Imboccate ora un sentiero sulla sinistra. in pochi minuti e nel completo silenzio giungerete sull’orlo del cratere che è uno dei più antichi (150 A.C.), un baratro sul cui fondo insistono enormi blocchi di tufo.

Potrete ammirare la lussureggiante vegetazione delle sue pareti ricoperte da un fitto bosco di lecci, pioppi, roverelle e alcuni robusti faggi impreziositi da ginestra e rosa canina.

Il panorama è mozzafiato e spazia dalle lave del 1634, a destra, i Monti Silvestri, la Montagnola e il Monte Escrivà, formatosi durante l’eruzione del 2001.


Note importanti per tutte le escursioni

Per un’escursione che sia davvero sicura e piacevole è bene seguire alcune piccole regole

Data la natura lunatica del vulcano, vi consigliamo di informarvi sempre sull’agibilità e sulle condizioni dei Sentieri Natura, contattando l’Ente Parco dell’Etna;

Vi raccomandiamo di vestirvi “a strati”, in modo da potervi adattare ai frequenti e repentini cambiamenti del tempo; indossate sempre scarpe da trekking resistenti e con suole imbottite per proteggervi dalla spigolosità del terreno lavico;

Munitevi di una bussola e di un buon binocolo per meglio orientarvi ed osservare con più precisione le centinaia di specie animali che incontrerete sul vulcano;

Per n on disturbare la fauna percorrete i sentieri in silenzio e senza uscire mai dai percorsi segnalati.  Naturalmente non sporcate, non accendete fuochi per le grigliate all’aria aperta invece di sfruttare i diversi posti attrezzati nella pinete di bassa quota;

Non avventuratevi mai in escursioni solitarie: seguire questi itinerari ideati e realizzati dall’Ente Parco dell’Etna per ammirare tutte le peculiarità del vulcano in modo sicuro e senza alcun rischio.

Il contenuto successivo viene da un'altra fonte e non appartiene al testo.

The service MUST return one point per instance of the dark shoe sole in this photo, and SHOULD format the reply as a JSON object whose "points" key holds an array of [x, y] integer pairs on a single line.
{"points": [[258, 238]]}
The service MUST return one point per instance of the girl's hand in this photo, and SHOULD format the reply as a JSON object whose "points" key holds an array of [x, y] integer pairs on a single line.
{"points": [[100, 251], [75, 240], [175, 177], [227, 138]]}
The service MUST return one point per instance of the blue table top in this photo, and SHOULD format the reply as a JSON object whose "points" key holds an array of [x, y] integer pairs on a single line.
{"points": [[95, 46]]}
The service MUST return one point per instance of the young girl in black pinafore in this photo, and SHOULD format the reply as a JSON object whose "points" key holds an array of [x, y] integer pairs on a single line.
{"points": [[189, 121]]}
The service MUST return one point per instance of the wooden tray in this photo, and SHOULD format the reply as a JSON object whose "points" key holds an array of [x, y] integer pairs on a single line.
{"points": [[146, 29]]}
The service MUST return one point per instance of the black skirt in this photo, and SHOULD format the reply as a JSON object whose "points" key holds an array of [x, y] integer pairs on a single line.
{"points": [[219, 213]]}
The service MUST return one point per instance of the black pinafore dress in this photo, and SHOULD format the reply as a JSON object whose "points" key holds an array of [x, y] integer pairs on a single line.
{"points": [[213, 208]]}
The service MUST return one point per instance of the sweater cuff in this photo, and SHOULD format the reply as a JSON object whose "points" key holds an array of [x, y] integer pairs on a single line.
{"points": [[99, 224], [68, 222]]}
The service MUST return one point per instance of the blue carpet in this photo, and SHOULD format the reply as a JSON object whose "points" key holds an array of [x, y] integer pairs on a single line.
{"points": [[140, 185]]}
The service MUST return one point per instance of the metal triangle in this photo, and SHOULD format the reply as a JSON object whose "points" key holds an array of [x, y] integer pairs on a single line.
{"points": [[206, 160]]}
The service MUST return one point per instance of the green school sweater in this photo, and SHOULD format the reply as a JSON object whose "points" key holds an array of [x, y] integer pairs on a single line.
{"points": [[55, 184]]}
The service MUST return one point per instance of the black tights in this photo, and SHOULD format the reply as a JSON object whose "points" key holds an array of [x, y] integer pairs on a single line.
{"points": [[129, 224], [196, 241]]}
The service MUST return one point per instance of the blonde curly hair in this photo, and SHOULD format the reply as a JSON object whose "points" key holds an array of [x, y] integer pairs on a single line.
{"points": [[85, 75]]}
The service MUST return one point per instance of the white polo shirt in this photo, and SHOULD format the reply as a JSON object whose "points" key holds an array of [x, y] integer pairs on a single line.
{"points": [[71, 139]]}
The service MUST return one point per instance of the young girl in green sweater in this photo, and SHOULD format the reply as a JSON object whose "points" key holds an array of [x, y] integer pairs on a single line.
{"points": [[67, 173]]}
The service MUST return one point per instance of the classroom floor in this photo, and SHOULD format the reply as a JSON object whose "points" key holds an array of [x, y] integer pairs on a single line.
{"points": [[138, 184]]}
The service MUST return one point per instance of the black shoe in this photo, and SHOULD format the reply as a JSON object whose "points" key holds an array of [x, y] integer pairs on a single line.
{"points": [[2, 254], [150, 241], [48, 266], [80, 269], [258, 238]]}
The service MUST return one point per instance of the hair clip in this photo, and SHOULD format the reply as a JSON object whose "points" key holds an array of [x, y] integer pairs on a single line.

Se siete davvero esperti e proprio non riuscite a resistere al fascino della scoperta, stilate un programma della vostra escursione (da effettuare almeno in due) con l’elenco dei partecipanti e i loro dati anagrafici, il percorso che si intende fare, l’ora di partenza e quella presunta per il ritorno. Consegnate il documento agli uffici della Forestale o del Soccorso Alpino presenti nelle stazioni turistiche in quota.

Al termine della gita , non dimenticate di informare gli uffici del vostro ritorno.